In the machine learning camp, you’re more likely to see Python and Matlab. If you do a quick review of the major courses and texts on machine learning, many of them use one of these two languages. For example, Andrew Ng’s course teaches ML labs in Matlab, as do several other excellent books by authors such as Barber or Murphy.
Outside of academia, and particularly in San Francisco/Silicon Valley, you’ll often see Python as a primary ML tool of choice.
On the statistics side, you’re much more likely to see R. You’re very likely to see R used as the primary programming language for probability and statistics classes at colleges and universities. Also, several of the best books on probability, statistics, Bayesian statistics, and statistical learning use R for their exercises and labs.

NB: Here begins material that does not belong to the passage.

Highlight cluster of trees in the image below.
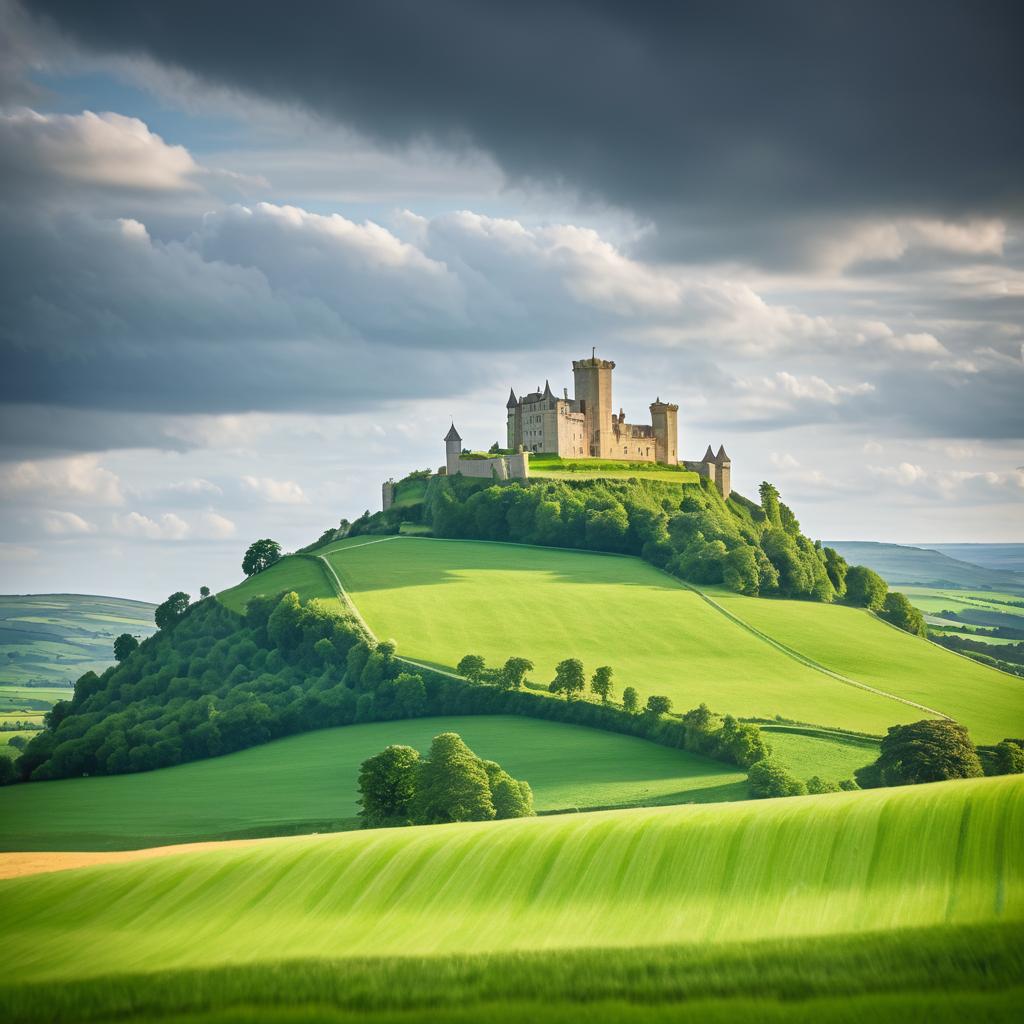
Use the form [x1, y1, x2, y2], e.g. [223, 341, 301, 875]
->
[359, 732, 534, 828]
[854, 719, 1024, 788]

I’ll repeat though that these are very hasty generalizations. You’ll see statisticians using Matlab, and you’ll certainly see machine learning practitioners using R. Moreover, as ML, stats, and data mining practitioners begin to cooperate and these fields begin to converge, you’re seeing people learn several tools. Many of the best people in stats and ML know python and R, as well as other tools.

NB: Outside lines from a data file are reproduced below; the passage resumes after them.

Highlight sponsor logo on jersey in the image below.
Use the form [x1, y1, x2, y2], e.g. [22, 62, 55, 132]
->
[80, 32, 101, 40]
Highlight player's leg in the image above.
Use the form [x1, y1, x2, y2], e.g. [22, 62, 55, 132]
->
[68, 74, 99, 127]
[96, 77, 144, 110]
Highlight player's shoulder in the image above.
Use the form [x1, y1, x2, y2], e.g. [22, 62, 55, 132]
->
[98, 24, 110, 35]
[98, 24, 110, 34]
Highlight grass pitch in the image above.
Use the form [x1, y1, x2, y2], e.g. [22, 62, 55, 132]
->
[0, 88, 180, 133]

And of course, the list certainly isn’t limited to Python, R, and Matlab. In both academia and industry, you’ll find statisticians, ML experts, and data miners using a broad array of other technologies like SAS, SPSS, c++, Java and others.
So while I’ll suggest that Python and Matlab are more popular among the ML crowd and that R is more popular among statisticians, again, this is really just a quick-and-dirty generalization.

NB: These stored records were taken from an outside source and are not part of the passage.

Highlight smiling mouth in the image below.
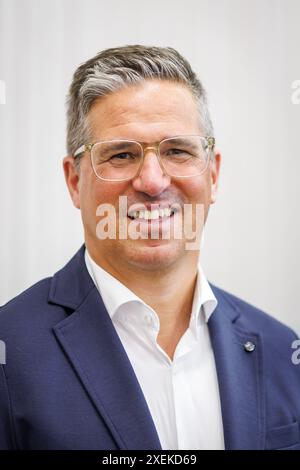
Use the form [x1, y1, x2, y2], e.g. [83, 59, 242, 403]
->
[128, 207, 175, 221]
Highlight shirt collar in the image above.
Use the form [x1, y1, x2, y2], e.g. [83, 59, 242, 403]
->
[84, 249, 218, 322]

ML and data mining typically work on “bigger” data than statistics
Finally, let’s talk briefly about the size and scale of the problems these different groups work on.
The general consensus among several of the prominent professors mentioned above is that machine learning tends to emphasize “larger scale” problems than statistics.
Wasserman noted in his blog post that in contrast to statistics, machine learning emphasizes “high dimension” prediction problems (which presumably means that machine learning emphasizes problems with a larger number of predictor variables).
Andrew Gelman – who is also a very well respected professor of statistics – similarly implies that statistics emphasizes smaller scale problems, He said, “My impression is that computer scientists work on more complicated problems and bigger datasets, in general, than statisticians do.”
And finally, data mining also emphasizes large scale data. While I won’t offer any quotes here, I can say from personal experience that people who identify as “data miners” commonly work with databases that have millions, even hundreds of millions or billions of observations (although, it’s quite common to subset these large datasets down, to take samples, etc).
Again: there are far more similarities than differences
It should seem clear by now that machine learning, statistics, and data mining are all fundamentally similar. And to the extent that they have differences, those differences are – in the words of Revolution Analytics’ David Smith – more superficial than substantive.
Moreover, even though there are differences – particularly philosophical differences – you need to realize that these fields are beginning to converge. As Wasserman noted in his blog article, it’s clear that members of these communities are beginning to communicate with one another, and the lines between these fields are becoming increasingly blurred. So even if we can identify some differences, those differences may become much less pronounced over time.
What this means for you, if you’re getting started with data science, is that you can safely treat machine learning, statistics, and data mining as “the same.” Learn the “surface level” differences so you can communicate with people from the “different cultures,” but ultimately, treat machine learning, statistics, and data mining each as subjects that you can learn from as you work to master data science.